Редактировать :
Прошло несколько лет с тех пор, как я впервые написал ответ, и список стареет. Широкое распространение получили веб-интерфейсы API и ретрансляция доверия на основе токенов.
Я не читал его, но Безопасность Windows Communication Foundation было бы хорошим началом, если вы ищете что-то конкретное для WCF.
Также следите за тем, что делают крупные игроки, такие как Facebook , Google и Twitter . Они используют открытые протоколы, такие как OpenID и OAuth . Сначала OAuth выглядит сложным, но вы должны понимать механизм.
По моему мнению, ранее OAuth заново изобретает множество колес, которые SSL уже решил, и оставляет некоторые дыры в безопасности открытыми. Интересное чтение - Компрометирующая система безопасности OAuth в Twitter . Реализация Facebook OAuth 2.0 и Реализация Google OAuth 2.0 упрощает многие из этих проблем, используя https там, где это имеет смысл. Это должны читать.
Основная концепция OAuth - ретрансляция доверия. Вы бы хотели, чтобы сторонние разработчики создавали приложения для вашего API, но конечные пользователи не всегда могут доверять этим приложениям. Дать им пароль - все равно что дать ключи от королевства. Таким образом, пользователь вводит пароль в ваш пользовательский интерфейс, а ваш пользовательский интерфейс перенаправляет третьему лицу с токеном доступа.

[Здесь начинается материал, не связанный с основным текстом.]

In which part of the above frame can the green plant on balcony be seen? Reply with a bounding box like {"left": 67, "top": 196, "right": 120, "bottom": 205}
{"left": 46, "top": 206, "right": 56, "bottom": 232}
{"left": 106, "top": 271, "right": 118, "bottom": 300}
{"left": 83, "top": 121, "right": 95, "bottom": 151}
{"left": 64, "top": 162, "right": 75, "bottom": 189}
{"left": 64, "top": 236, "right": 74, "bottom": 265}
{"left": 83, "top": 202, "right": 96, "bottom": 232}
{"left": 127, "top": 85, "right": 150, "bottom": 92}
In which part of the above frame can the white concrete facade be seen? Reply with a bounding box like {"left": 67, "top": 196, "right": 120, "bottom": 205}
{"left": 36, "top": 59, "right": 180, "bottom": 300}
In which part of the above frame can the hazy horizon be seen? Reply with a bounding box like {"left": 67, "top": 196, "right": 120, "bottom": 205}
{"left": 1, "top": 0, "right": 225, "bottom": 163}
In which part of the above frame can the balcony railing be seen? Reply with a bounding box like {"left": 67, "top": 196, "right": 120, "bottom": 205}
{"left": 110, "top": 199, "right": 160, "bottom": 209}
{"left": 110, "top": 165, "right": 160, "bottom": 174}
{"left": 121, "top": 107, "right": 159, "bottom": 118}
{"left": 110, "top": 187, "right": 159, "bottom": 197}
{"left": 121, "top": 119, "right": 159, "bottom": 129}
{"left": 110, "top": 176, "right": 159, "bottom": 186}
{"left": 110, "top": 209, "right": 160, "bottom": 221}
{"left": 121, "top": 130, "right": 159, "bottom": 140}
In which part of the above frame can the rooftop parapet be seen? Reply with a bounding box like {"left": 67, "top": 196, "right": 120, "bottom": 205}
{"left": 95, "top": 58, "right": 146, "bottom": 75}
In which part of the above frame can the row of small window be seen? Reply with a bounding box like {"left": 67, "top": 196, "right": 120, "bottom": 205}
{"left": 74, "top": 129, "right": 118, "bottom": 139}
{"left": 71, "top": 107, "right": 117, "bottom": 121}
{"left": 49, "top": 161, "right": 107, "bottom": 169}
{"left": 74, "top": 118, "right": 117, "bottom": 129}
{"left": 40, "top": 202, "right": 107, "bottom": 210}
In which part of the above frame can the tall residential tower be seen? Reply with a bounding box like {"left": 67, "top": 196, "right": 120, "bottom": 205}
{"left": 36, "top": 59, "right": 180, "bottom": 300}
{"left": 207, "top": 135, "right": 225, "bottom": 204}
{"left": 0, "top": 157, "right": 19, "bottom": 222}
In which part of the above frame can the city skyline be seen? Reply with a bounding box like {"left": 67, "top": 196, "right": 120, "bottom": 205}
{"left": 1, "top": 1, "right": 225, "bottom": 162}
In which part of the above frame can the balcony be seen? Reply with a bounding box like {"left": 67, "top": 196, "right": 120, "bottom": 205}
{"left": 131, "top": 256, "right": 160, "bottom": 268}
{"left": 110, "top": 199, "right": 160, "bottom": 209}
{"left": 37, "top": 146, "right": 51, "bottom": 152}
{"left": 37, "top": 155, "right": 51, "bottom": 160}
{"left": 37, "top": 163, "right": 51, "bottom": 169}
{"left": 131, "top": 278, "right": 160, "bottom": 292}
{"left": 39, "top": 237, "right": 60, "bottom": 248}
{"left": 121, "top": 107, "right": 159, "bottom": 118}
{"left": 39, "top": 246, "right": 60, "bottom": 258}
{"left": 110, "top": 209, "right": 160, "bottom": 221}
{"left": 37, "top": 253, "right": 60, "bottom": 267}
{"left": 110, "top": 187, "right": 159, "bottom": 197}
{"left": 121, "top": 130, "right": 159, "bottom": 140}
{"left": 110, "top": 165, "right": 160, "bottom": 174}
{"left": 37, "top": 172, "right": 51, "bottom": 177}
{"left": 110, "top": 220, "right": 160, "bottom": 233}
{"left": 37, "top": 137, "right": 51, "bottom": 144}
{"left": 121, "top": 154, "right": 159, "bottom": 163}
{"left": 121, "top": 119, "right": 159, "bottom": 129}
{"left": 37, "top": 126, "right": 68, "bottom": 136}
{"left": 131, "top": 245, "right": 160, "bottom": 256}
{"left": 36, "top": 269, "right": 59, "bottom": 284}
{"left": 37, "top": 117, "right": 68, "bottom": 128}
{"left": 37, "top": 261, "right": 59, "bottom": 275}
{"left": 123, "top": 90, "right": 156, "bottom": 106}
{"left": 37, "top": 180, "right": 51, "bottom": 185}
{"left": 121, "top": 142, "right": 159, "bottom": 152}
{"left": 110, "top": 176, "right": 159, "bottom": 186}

Создание безопасных приложений ASP.NET: аутентификация, авторизация и безопасная связь - хорошее введение в модели безопасности ASP.NET. Вы можете пропустить детали, потому что большая часть технологии устарела.

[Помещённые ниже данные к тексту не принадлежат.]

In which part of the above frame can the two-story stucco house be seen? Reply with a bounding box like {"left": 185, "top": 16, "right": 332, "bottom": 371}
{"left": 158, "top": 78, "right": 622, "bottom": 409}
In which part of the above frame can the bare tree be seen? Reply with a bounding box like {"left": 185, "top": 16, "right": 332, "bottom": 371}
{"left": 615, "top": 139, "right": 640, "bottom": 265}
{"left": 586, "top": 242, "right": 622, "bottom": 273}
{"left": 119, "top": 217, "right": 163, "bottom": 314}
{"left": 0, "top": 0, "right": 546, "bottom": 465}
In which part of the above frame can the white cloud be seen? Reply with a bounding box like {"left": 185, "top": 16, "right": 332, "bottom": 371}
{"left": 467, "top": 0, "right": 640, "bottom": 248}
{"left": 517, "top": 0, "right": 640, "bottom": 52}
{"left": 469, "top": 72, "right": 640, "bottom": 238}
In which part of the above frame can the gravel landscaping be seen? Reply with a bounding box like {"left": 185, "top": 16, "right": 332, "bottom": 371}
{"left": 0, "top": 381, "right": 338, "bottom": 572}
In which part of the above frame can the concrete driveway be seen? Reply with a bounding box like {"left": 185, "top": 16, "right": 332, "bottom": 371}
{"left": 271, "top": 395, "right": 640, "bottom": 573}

Хорошим обзором, специфичным для веб-служб, является Безопасность веб-служб: сценарии, шаблоны и руководство по внедрению для расширений веб-служб (WSE) 3.0 . Это говорит WSE, но основные понятия все еще остаются теми же.

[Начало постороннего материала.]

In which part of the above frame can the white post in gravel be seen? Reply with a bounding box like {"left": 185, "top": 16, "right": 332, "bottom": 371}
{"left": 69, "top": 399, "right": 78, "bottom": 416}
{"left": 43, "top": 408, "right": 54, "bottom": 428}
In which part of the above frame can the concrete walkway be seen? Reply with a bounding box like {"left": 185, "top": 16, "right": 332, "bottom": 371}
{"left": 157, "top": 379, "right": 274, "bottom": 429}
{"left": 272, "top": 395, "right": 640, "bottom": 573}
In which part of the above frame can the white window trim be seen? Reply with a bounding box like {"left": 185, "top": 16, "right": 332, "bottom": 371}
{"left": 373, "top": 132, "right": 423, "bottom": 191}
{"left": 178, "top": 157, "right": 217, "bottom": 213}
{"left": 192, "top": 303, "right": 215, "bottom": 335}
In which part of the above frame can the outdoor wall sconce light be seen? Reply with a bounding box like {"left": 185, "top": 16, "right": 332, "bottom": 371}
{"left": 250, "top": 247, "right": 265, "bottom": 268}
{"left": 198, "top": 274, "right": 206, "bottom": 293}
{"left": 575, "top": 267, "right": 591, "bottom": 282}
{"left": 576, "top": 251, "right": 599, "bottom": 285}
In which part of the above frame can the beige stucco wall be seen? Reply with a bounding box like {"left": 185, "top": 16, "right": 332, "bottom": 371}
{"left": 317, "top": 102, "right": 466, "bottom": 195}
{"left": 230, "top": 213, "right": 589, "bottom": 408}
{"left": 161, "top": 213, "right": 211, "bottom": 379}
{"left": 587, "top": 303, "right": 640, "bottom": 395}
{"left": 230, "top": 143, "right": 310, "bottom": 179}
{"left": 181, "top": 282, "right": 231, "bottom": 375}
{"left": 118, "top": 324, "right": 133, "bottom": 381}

Для получения более подробной информации о WS-Security прочитайте Защита веб-служб с помощью WS-Security: демистификация WS-Security, WS-Policy, SAML, подписи XML и шифрования XML .
После прочтения выше, что действительно помогло мне, так это посмотреть на существующие реализации, такие как Аутентификация Amazon S3 :
Аутентификация Amazon S3 http://docs.amazonwebservices.com/AmazonS3/2006-03-01/images/HMACAuthProcess_You.gif
API аутентификации Flickr :
Каждая аутентификация специфична
пользователю и API приложения
ключ, и может использоваться только с этим
ключ.
Ложки аутентификации действительны в течение 60
минут с момента его создания,
или пока приложение не вызовет
flickr.auth.getToken, в зависимости от того, что
рано.
Только одна аутентификация
заявка на пользователя будет действительна при
в любое время. Заявки должны иметь дело
с истекшим и недействительным
аутентификация лягушек и знать, как
обнови их.
API Twitter REST
Многие методы API Twitter требуют
аутентификация. Все ответы
относительно контекста
аутентифицирующий пользователь. Например,
попытаться получить информацию о
защищенный пользователь, который не дружит с
запрашивающий пользователь потерпит неудачу.
Для
в настоящее время HTTP Basic
Аутентификация является единственной поддерживаемой
схема аутентификации. когда
проверка подлинности через Basic Auth, используйте
ваше зарегистрированное имя пользователя или адрес электронной почты
адрес в качестве компонента имени пользователя.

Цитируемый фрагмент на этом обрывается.